← Back to context

Comment by twelve40

17 days ago

Isn't it amazing how one company invented a universally spread format that takes structured data from an editor (except images obviously) and converts it into a completely fucked-up unstructured form that then requires expensive voodoo magic to convert back into structured data.

What would it have taken to store the plain text in some meta field in the document. Argh, so annoying.

  • PDF provide that capability, but editors don't produce it, probably because printing is though OS drivers that don't support it, or PDF generators that don't support it. Or they do support it but users don't know to check that option, or turn it off because it makes PDFs too large.

  • PDF supports that just fine. It's just that many PDF publishers choose not to use that.

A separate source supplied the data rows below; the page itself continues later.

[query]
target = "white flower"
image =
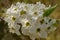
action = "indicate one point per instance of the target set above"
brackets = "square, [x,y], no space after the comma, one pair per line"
[31,18]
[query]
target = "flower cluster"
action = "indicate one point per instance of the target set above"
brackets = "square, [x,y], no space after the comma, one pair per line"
[30,16]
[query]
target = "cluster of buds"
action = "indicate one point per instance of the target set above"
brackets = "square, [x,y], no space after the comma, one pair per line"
[30,19]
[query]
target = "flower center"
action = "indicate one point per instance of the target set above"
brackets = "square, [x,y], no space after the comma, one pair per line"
[22,12]
[38,30]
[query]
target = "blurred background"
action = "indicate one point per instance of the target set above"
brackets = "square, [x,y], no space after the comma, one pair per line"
[4,4]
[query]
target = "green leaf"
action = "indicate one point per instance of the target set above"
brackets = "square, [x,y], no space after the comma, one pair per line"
[49,11]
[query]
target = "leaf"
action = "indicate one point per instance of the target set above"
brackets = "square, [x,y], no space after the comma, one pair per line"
[49,11]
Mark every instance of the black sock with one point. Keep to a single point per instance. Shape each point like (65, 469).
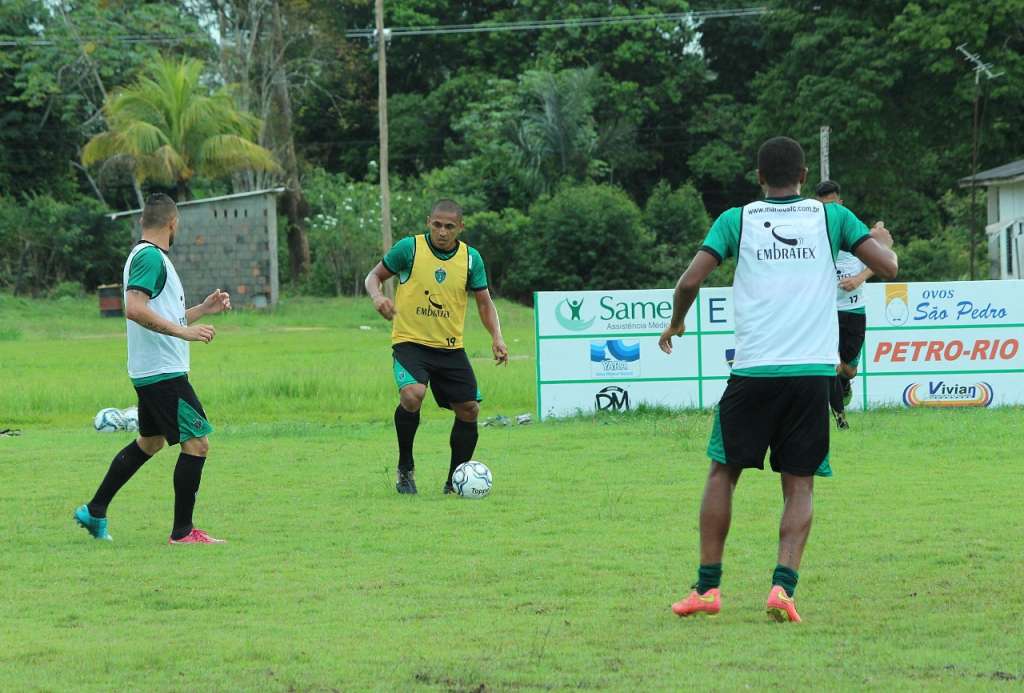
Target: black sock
(709, 576)
(406, 424)
(463, 442)
(836, 395)
(123, 467)
(785, 577)
(187, 474)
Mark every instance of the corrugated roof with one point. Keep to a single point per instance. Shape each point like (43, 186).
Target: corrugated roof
(236, 196)
(1004, 173)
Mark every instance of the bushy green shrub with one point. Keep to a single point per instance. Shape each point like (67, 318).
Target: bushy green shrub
(586, 236)
(499, 237)
(45, 242)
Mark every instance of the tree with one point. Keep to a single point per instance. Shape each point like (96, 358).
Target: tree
(170, 128)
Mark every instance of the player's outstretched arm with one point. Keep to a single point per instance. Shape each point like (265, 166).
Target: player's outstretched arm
(137, 310)
(217, 302)
(374, 283)
(877, 253)
(704, 263)
(488, 316)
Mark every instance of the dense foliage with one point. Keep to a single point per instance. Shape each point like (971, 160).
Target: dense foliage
(585, 157)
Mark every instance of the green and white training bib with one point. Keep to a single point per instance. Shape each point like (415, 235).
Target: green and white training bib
(151, 353)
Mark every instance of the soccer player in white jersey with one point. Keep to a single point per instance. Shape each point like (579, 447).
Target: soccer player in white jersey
(169, 412)
(786, 353)
(851, 274)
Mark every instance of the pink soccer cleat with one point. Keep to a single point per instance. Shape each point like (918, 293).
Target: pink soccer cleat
(781, 606)
(196, 536)
(708, 604)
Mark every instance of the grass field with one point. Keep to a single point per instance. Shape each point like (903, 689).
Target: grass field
(560, 579)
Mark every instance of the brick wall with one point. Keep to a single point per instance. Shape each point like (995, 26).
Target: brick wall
(229, 244)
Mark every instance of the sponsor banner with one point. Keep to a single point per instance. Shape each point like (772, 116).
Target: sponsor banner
(561, 399)
(944, 303)
(948, 391)
(972, 349)
(927, 345)
(595, 312)
(716, 309)
(610, 358)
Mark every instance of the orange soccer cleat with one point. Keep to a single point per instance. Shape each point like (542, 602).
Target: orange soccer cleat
(781, 606)
(709, 604)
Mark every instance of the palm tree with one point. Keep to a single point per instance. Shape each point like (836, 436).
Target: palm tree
(170, 128)
(559, 135)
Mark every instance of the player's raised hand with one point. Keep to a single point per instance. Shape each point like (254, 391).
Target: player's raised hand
(217, 302)
(199, 333)
(665, 341)
(385, 307)
(882, 234)
(850, 283)
(501, 352)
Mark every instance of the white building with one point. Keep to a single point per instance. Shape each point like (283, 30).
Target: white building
(1005, 186)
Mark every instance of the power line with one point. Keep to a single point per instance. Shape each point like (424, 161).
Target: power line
(483, 28)
(541, 25)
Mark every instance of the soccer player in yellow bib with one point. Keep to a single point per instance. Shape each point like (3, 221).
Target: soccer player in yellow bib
(436, 273)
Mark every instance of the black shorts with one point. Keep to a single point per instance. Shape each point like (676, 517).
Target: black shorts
(787, 415)
(446, 371)
(170, 408)
(851, 336)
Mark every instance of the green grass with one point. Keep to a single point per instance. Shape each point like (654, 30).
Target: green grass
(560, 579)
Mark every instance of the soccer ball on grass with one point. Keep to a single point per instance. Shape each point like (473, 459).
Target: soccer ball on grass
(109, 420)
(472, 479)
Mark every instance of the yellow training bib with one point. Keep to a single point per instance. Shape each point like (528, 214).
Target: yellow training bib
(431, 304)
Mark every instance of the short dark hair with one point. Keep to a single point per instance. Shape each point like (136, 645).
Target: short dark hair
(780, 161)
(445, 206)
(159, 211)
(826, 187)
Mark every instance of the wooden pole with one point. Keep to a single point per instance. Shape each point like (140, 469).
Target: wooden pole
(382, 114)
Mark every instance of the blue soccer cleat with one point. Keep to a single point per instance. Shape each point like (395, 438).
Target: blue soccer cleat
(96, 526)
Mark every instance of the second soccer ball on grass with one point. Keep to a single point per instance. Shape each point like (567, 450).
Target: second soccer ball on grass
(472, 479)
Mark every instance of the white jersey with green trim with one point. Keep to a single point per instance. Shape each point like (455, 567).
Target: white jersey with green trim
(151, 353)
(784, 287)
(847, 265)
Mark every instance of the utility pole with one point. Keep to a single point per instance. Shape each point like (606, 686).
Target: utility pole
(823, 135)
(979, 68)
(382, 38)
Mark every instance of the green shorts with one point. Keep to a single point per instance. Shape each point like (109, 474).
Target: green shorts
(446, 371)
(171, 408)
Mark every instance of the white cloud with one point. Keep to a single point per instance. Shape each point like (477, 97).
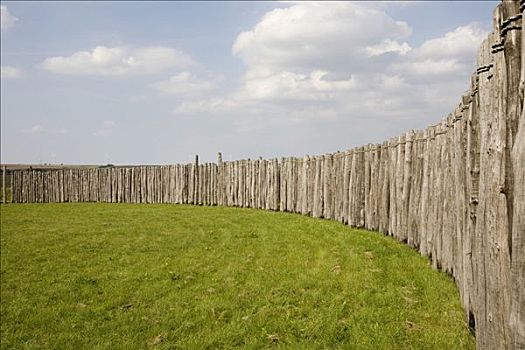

    You can lead a horse to water...

PDFs began as just postscript commands stored in a file. It’s a genius hack in a way that has become a Frankenstein’s monster.

People kind of dump whatever in pdf files, so I don't think a cleaner file format would do as much as you might think.

Digital fax services will generate pdf files, for example. They're just image data dumped into a pdf. Various scanners will also do so.

is "put this glyph at coordinate (x,y)" really what you'd call "structured"?

  • It's not the structure that allows meaningful understanding.

    Something that was clearly a table now becomes a bunch of glphy's physically close to eachother vs a group of other glphys but when considered as a group is a box visually separated from another group of glphys but actually part of a table.